The Australian Dollar has been one of the best-performing major currencies over the past month, helped by a supportive global investor backdrop and market expectations that the RBA will be amongst the last central banks to cut rates.
In fact, owing to a strong Q1 inflation print, market pricing over recent weeks has shown a non-negligible expectation that the RBA could raise interest rates again, further bolstering the AUD.
But the RBA's minutes showed it wants to avoid 'fine-tuning' policy by tinkering with another interest rate rise, and the removal of residual rate hike expectations in the market is considered an unsupportive development for the currency.
Above: AUD performance on May 21.
To be sure, the minutes revealed that the Bank did actively consider raising interest rates, but they also showed that the hurdle to further hikes was set high, which can limit AUD downside. "Members judged that the case to leave the cash rate unchanged at this meeting was the stronger one," said the minutes.
At the same time, the hurdle to cuts is also set high, particularly following the Australian government's federal budget announcement last week, which included numerous giveaways and tax cuts for every citizen. This risks maintaining strong demand in the economy, keeping inflation elevated for longer and requiring the RBA to remain vigilant.
"Last week's fiscal measures pose the risk that the cash rate will need to stay higher for longer," says Kristina Clifton, an analyst at Commonwealth Bank of Australia.
AUD underperformance also follows a soft couple of sessions for Asian equity markets, to which the currency has a high beta. "A 2% fall in Hang Seng was a headwind for both AUD/USD and NZD/USD," says Clifton.
According to Reuters, Chinese stocks edged down on Tuesday, led by cyclical shares, as Beijing's measures to lift the country's struggling property sector failed to boost sentiment.
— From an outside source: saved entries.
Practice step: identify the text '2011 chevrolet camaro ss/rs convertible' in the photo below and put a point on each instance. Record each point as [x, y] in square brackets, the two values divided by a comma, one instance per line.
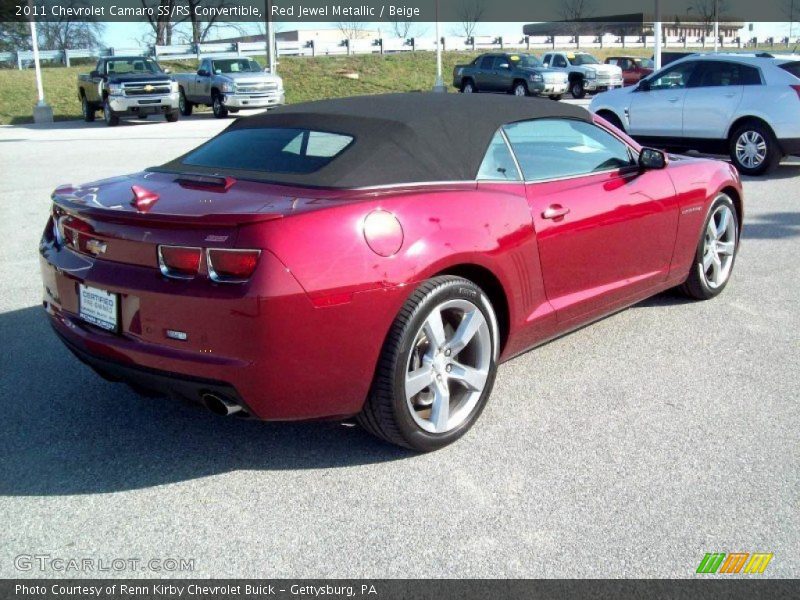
[377, 256]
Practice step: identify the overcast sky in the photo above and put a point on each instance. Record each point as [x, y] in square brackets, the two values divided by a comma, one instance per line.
[122, 35]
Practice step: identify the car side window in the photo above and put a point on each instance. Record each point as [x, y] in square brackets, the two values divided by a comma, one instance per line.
[674, 78]
[498, 163]
[720, 73]
[554, 148]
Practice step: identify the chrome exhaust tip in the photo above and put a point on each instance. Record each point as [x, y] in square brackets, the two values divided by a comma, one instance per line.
[220, 405]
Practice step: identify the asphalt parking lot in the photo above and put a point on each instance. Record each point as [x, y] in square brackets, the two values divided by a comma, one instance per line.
[629, 448]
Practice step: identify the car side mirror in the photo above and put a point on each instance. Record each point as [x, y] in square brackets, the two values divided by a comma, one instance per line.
[650, 158]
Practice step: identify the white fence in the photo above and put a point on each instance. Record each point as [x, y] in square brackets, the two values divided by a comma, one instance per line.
[24, 58]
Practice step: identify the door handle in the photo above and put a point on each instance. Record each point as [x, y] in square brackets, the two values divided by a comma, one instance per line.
[554, 211]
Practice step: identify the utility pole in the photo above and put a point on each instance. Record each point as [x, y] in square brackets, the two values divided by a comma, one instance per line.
[657, 36]
[42, 113]
[438, 84]
[270, 39]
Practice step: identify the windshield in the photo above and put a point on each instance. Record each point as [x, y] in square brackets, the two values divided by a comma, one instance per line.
[271, 150]
[583, 59]
[525, 61]
[123, 66]
[236, 65]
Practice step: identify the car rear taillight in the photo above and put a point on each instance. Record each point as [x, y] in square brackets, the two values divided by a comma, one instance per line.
[181, 262]
[231, 266]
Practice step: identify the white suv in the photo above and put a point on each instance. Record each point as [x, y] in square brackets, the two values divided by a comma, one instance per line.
[745, 105]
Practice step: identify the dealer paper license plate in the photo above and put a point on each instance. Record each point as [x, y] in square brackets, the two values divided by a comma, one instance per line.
[98, 307]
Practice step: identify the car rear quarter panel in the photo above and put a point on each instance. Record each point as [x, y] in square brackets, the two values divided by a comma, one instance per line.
[486, 225]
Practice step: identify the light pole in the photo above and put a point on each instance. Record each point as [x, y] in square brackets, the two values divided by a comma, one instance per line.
[438, 84]
[42, 113]
[657, 36]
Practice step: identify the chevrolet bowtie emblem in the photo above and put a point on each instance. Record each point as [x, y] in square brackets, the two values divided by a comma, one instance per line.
[96, 247]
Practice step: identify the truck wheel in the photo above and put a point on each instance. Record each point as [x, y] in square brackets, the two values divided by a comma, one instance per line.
[577, 90]
[109, 117]
[184, 105]
[87, 110]
[754, 149]
[218, 107]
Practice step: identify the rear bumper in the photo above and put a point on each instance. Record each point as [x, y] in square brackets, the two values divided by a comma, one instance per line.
[164, 383]
[264, 343]
[790, 146]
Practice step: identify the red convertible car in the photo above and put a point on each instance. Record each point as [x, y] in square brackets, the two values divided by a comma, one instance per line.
[377, 257]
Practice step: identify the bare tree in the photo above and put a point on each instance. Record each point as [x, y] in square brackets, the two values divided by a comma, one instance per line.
[573, 12]
[470, 13]
[351, 30]
[14, 36]
[407, 29]
[709, 11]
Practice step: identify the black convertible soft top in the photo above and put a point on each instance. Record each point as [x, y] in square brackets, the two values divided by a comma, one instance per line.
[398, 138]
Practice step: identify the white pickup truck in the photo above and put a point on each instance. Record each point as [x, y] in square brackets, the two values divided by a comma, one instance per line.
[228, 85]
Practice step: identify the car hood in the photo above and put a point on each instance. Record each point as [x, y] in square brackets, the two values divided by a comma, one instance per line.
[138, 77]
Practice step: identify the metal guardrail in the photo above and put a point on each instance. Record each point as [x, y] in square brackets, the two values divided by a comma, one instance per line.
[24, 58]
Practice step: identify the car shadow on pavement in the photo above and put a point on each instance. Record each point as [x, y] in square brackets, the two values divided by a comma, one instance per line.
[772, 226]
[67, 431]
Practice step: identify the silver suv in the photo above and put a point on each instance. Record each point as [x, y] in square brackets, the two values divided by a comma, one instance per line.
[744, 105]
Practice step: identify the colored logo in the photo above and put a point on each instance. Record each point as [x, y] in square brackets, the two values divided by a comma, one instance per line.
[735, 562]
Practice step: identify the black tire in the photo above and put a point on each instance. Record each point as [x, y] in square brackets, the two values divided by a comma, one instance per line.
[520, 88]
[217, 106]
[576, 89]
[87, 110]
[696, 285]
[758, 130]
[109, 117]
[184, 105]
[386, 412]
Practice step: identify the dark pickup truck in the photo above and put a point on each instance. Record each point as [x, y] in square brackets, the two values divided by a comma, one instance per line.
[518, 74]
[127, 86]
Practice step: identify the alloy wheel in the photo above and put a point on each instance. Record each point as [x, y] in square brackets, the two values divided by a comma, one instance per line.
[448, 366]
[751, 149]
[719, 247]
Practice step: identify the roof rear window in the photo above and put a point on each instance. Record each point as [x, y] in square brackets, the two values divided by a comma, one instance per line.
[271, 150]
[792, 67]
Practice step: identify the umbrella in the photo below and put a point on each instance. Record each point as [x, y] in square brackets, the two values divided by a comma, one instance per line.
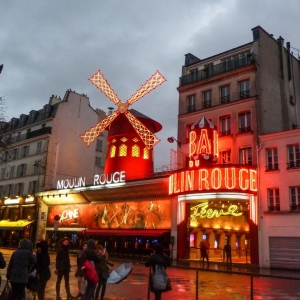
[120, 273]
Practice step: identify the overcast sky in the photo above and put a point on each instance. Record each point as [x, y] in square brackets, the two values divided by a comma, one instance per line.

Hong Kong shares also fell as technology shares weighed.
The Australian Dollar rallied last week following news that Chinese authorities were preparing a significant set of measures to boost the country's flagging retail property market.
However, Fitch Ratings noted that the impact of recent policy moves, including local state-owned enterprises' home-buying plans and some higher-tier cities' removal of purchase curbs, on reviving national home sales remains uncertain.